Rafael Alun didakwa melakukan tindak pidana pencucian uang (TPPU) oleh Jaksa Penuntut Umum (JPU) Komisi Pemberantasan Korupsi (KPK).

Namun, yang menarik perhatian adalah keterlibatan putranya, Mario Dandy Satriyo, dalam perkara ini.

Dalam persidangan yang digelar pada Rabu, 30 Agustus 2023, JPU KPK mengungkapkan bahwa Mario Dandy Satriyo, putra dari Rafael Alun, terlibat dalam penggunaan uang hasil korupsi untuk membeli mobil mewah.

Jaksa menjelaskan bahwa pada tahun 2020, Rafael Alun membeli sebuah mobil mewah merek Toyota Land Cruiser 200 VX-R 4×4 A/T tahun 2019 senilai Rp 2,1 miliar.

Transaksi ini diduga dilakukan untuk menyembunyikan asal-usul uang tersebut, dan pembelian dilakukan oleh Rafael Alun bersama-sama dengan Mario Dandy Satriyo.

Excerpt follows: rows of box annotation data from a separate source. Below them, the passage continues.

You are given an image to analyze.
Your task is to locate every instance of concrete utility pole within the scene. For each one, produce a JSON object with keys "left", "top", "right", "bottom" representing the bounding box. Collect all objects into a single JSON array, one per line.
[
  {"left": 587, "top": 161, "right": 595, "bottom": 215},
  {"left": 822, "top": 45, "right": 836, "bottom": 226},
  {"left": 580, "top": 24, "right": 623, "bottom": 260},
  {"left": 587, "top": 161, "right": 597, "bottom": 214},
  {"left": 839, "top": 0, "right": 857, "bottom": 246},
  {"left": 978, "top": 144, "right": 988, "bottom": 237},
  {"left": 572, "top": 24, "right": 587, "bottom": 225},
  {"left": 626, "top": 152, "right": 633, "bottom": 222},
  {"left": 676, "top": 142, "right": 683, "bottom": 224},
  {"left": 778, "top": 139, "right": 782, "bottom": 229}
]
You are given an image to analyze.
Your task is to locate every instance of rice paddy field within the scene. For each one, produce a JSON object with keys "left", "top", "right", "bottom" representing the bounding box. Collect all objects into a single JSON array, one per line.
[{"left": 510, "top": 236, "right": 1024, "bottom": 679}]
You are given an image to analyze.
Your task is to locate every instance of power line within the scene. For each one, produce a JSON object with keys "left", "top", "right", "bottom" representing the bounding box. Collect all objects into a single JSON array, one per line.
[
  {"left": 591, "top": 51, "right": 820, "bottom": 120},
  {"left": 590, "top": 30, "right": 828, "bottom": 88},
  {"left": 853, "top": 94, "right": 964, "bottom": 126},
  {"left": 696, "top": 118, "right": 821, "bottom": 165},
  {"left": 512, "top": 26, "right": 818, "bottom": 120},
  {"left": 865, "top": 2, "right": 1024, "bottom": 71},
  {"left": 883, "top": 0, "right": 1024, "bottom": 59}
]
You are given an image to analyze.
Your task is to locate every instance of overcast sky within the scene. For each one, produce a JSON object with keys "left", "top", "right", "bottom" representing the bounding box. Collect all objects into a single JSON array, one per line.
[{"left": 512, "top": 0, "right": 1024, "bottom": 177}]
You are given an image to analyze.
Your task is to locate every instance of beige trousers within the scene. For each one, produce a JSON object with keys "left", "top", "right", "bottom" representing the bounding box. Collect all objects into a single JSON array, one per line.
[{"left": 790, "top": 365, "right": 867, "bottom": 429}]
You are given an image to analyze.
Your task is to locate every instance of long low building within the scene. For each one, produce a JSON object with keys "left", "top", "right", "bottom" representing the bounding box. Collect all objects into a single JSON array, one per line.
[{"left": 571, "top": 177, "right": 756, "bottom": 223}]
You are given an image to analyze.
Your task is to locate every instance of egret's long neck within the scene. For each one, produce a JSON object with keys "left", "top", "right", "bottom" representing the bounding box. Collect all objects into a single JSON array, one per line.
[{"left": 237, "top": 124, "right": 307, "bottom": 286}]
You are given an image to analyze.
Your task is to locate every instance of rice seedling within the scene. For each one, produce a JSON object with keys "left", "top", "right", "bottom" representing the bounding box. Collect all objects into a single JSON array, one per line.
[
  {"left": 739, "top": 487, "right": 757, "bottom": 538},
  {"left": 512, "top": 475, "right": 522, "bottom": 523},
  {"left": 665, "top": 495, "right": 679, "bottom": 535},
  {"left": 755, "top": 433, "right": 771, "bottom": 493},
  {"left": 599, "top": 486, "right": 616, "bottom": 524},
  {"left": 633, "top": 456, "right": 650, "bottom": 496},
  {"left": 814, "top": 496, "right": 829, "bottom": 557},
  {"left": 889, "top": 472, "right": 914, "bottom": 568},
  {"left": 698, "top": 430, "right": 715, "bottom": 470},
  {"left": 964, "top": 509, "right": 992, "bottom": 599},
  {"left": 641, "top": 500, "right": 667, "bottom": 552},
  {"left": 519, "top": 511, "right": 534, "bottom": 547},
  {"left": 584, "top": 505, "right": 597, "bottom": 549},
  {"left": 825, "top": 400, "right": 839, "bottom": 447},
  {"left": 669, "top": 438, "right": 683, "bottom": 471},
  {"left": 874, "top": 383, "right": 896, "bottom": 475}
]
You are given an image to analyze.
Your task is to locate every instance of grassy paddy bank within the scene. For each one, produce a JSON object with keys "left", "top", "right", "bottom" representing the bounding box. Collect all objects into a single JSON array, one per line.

Tuntutan yang sama juga mengarah pada fakta bahwa uang hasil gratifikasi yang diterima oleh Rafael Alun Trisambodo digunakan untuk berbagai transaksi pribadi yang meriah.

Dalam rentang waktu 2011 hingga 2023, Rafael diduga menggunakan uang hasil korupsi untuk membeli beberapa unit mobil mewah, membangun restoran di Yogyakarta yang diberi nama Bilik Kayu, memperoleh sepeda merek Brompton, hingga motor gede (moge) tipe Bonneville Speedmaster merek Triumph.

Selain itu, uang tersebut juga digunakan untuk pembelian tanah, pembangunan rumah, apartemen, perhiasan, dan barang-barang merek ternama.

Pasal 3 Undang-Undang Nomor 8 Tahun 2010 tentang Pencegahan dan Pemberantasan Tindak Pidana Pencucian Uang menjadi dasar pidana atas perbuatan Rafael Alun.

Pasal tersebut juga merujuk pada Pasal 55 ayat (1) ke-1 KUHP jo Pasal 64 ayat (1) KUHP.

Selain itu, dalam persidangan yang sama, Rafael juga didakwa menerima gratifikasi senilai Rp 16.644.806.137 bersama dengan istrinya, Ernie Meike Torondek.

Surat dakwaan yang diajukan oleh Jaksa KPK menunjukkan bahwa uang tersebut diterima oleh Rafael Alun dan Ernie Meike Torondek melalui berbagai perusahaan yang mereka dirikan, seperti PT ARME, PT Cubes Consulting, PT Cahaya Kalbar, dan PT Krisna Bali International Cargo.

Selama menduduki jabatan di DJP, keduanya diduga mendirikan perusahaan-perusahaan tersebut untuk memanfaatkan pemeriksaan pajak yang dilakukan terhadap wajib pajak.